In reality, many of the movement standards we see in CrossFit are there because they make it easier to judge reps. They give a common denominator across the board of athletes – same as a ten foot rim in basketball. But as I stated before, working out should not always be treated like a sport. Standards, in the case of exercise and movements, should be situational.

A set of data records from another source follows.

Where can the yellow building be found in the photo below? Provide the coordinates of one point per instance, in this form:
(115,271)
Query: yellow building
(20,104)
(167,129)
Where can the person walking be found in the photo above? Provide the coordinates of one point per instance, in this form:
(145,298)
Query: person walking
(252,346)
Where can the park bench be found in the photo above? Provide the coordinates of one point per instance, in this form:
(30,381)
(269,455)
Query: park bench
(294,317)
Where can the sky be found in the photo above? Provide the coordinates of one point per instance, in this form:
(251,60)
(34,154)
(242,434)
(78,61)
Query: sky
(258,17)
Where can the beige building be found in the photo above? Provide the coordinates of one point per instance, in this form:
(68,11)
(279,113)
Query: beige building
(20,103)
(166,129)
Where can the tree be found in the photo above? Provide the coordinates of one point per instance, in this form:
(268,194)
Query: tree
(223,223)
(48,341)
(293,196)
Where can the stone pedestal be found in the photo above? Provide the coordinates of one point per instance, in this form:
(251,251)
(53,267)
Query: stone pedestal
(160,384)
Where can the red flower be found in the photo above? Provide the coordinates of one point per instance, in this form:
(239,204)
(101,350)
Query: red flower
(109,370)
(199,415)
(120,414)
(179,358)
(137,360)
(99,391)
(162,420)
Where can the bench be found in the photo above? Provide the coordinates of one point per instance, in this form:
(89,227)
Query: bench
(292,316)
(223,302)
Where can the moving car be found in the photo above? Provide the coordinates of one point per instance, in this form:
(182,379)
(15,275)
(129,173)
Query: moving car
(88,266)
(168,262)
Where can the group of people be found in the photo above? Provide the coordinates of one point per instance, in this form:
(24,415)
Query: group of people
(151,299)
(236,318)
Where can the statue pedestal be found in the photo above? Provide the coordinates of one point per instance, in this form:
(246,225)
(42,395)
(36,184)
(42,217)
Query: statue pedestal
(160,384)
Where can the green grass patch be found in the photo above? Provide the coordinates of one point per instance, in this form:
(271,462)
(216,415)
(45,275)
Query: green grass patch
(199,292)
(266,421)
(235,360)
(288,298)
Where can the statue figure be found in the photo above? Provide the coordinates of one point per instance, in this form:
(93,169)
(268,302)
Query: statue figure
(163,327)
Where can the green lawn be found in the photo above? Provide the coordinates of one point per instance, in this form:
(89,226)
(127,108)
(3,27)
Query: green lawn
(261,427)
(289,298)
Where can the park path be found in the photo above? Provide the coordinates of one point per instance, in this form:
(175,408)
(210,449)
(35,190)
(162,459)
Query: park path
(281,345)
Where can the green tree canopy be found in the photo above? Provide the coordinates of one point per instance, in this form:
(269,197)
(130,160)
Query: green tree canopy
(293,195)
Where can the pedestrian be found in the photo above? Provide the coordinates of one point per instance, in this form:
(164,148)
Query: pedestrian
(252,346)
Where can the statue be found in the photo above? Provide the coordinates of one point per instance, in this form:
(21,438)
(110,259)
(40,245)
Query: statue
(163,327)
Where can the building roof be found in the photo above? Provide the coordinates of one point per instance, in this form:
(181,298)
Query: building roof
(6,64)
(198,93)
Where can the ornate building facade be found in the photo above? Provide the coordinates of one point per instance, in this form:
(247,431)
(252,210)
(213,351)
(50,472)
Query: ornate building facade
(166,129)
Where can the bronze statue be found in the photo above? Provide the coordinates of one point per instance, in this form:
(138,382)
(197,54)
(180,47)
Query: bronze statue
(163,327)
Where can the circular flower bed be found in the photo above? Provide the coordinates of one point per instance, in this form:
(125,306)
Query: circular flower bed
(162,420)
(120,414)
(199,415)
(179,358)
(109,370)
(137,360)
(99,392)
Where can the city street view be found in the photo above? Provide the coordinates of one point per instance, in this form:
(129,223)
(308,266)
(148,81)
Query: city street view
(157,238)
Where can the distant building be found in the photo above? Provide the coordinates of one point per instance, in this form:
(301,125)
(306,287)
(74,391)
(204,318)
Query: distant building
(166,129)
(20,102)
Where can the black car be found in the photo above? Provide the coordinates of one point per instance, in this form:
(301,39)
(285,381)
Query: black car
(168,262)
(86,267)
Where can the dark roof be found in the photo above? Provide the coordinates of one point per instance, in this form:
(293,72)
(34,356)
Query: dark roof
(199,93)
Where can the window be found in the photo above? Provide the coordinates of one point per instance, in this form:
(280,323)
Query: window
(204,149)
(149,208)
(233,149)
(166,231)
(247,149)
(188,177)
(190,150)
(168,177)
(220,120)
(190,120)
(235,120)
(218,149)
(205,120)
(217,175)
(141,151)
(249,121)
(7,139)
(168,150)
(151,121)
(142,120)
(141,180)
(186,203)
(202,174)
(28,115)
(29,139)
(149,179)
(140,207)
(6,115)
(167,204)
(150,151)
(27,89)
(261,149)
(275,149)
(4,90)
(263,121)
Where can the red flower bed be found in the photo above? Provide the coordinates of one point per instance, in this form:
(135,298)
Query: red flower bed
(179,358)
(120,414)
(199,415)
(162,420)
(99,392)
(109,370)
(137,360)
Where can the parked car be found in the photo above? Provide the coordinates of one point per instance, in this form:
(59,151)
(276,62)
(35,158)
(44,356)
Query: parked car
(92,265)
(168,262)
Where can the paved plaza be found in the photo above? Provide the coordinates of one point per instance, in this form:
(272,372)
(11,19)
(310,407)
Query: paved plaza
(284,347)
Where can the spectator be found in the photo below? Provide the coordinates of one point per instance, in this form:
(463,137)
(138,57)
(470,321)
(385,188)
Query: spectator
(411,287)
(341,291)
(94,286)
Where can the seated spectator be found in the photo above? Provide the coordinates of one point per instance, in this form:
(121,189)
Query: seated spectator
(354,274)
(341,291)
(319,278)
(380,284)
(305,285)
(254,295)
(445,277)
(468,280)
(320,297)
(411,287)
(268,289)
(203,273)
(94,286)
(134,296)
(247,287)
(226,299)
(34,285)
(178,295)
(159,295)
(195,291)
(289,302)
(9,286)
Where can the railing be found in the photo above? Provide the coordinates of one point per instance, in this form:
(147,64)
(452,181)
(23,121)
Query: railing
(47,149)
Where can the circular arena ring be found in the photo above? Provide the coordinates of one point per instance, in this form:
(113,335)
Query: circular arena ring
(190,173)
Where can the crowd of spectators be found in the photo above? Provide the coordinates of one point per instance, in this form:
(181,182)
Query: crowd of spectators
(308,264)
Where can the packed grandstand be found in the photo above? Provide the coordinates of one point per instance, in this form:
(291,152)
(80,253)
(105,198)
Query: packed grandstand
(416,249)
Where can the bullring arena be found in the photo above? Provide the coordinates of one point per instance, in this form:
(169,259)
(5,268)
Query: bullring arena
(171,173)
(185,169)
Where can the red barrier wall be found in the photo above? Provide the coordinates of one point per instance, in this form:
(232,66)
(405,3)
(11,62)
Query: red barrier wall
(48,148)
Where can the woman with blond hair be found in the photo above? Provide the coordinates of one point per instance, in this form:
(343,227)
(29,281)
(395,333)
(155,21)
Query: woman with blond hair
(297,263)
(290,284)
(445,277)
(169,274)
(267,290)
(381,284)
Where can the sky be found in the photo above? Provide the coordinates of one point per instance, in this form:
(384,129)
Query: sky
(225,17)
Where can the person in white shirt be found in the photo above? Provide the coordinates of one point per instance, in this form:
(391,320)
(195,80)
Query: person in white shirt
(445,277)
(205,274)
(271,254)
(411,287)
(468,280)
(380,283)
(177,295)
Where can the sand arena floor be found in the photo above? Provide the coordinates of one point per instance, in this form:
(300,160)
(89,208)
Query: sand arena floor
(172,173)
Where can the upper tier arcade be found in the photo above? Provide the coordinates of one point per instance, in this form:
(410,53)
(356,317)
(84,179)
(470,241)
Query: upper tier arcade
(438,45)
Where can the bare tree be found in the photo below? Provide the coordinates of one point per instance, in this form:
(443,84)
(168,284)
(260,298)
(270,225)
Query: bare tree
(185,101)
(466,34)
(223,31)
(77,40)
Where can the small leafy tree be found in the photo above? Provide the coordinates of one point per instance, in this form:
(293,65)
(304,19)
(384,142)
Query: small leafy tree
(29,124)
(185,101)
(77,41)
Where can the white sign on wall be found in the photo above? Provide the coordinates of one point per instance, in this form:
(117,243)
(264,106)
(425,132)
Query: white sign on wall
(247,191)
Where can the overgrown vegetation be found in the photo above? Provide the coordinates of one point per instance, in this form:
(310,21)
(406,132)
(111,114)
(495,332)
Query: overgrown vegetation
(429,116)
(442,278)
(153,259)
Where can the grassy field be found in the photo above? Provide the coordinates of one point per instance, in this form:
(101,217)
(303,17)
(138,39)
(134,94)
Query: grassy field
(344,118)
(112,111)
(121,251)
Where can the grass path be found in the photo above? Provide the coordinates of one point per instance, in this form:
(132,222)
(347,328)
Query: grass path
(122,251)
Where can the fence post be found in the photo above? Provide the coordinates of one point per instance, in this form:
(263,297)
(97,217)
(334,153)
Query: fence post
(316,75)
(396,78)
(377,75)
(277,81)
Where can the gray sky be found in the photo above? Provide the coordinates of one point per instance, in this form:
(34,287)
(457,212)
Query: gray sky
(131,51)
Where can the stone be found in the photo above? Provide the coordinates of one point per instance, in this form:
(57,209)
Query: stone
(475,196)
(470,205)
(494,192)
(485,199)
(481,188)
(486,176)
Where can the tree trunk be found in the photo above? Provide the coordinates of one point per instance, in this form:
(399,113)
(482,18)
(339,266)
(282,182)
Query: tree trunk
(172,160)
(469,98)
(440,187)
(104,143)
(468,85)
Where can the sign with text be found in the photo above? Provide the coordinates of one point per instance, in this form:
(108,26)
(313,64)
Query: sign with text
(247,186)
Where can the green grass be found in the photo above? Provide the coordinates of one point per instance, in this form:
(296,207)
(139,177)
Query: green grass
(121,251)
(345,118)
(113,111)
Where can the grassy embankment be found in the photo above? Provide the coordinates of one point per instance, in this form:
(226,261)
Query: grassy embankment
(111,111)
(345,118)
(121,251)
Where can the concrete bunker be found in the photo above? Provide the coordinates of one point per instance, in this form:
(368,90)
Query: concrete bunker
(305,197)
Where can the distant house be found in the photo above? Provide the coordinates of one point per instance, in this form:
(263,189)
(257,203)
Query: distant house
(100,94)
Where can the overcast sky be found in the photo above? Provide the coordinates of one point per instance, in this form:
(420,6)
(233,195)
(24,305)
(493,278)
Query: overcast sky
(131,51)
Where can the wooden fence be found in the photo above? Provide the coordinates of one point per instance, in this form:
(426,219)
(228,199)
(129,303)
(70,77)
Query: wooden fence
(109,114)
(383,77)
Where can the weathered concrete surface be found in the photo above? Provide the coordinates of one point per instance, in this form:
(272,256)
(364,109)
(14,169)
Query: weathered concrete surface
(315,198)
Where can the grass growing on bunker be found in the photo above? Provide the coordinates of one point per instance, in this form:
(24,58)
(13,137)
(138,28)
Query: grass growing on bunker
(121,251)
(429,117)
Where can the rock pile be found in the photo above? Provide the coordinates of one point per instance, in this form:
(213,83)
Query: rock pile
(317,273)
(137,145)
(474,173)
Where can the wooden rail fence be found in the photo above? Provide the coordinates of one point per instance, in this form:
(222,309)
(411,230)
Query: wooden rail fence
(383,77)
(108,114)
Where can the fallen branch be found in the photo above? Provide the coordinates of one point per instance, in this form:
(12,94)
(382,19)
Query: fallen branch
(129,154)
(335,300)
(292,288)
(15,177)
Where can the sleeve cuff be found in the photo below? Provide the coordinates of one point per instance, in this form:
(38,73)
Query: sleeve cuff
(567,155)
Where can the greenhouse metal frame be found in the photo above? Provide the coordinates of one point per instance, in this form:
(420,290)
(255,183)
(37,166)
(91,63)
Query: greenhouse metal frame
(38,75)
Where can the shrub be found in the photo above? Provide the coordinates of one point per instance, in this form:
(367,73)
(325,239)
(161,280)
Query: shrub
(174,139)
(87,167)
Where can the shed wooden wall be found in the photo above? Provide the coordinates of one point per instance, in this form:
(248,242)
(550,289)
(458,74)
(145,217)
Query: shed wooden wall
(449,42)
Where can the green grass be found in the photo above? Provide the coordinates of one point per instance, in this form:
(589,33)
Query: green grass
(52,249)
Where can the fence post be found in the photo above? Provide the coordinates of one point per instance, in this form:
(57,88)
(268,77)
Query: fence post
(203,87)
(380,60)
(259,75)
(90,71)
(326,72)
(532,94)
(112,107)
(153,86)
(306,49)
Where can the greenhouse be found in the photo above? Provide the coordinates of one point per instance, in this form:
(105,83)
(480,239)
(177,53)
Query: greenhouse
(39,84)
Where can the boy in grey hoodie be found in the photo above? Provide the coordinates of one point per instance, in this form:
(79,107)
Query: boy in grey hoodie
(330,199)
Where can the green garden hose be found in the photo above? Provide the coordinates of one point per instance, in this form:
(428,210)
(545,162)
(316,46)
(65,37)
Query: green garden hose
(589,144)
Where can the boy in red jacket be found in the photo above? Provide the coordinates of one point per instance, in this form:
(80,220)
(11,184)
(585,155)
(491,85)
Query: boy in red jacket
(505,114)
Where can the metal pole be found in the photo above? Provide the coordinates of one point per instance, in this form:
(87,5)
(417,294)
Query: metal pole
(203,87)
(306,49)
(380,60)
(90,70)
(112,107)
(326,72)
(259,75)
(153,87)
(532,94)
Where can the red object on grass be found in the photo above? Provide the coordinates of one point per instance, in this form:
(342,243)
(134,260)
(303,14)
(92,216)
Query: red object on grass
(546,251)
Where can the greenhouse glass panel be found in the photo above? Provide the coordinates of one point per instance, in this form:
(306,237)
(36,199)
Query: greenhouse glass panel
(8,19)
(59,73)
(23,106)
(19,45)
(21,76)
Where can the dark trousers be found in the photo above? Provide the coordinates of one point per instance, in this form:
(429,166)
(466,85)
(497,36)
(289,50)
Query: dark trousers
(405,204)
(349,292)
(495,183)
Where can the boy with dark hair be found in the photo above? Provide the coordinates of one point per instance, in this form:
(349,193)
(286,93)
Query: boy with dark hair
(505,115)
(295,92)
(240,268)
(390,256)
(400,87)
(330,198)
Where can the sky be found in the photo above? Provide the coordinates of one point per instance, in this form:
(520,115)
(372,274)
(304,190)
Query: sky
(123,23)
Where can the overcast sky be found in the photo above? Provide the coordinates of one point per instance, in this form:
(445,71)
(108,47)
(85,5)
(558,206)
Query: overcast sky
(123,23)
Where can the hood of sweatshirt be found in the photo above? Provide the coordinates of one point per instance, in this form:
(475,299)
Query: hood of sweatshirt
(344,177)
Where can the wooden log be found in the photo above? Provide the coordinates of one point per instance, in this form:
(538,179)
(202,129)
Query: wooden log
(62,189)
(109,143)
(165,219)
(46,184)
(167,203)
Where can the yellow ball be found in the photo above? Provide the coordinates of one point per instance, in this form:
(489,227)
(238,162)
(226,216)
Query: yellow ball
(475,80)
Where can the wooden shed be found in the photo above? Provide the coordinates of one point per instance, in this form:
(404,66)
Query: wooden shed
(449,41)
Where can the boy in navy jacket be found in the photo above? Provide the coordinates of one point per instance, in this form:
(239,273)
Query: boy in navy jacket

Here’s an example: except for the occasional workout, chin-over-the-bar is pretty much a universal standard for the pull-up not only in CrossFit, but in strength and conditioning in general. Why? Because it is an easy standard to explain, judge, and repeat. But does this standard best fit every athlete for every training purpose? Scaling ways to help get the chin over the bar definitely helps (jumping pull-up, bands, weird-looking-Gravitron-thing-in-the-old-CrossFit-videos). But chin over the bar might not cover everything.

In our gym, for instance, we adopted a standard a few months ago for the pull-up where full range-of-motion is achieved when elbows are in line between the shoulders and hips while maintaining a globally flexed position and hook grip on the bar. Doing so has all-but-eliminated the tendency to chicken-neck; challenged shoulder range-of-motion and grip; and translated more to a push-up, muscle-up, rowing, and clearing an obstacle in real life.
Then when workouts like Helen, Cindy, or the recent “Cindy XXX” come up, we change our standard back to chin-over-the-bar for simple comparison purposes.

Obviously, this is not the only way to do a pull-up and may not be a good fit for everyone. But it just gives you an idea of how to experiment – and it also brings me to another main point: No two CrossFit gyms should have the same standard of movement across the board. Following best practices is great, and so is picking up ideas from other coaches/gyms. But the overall movement standard should be unique to your gym alone.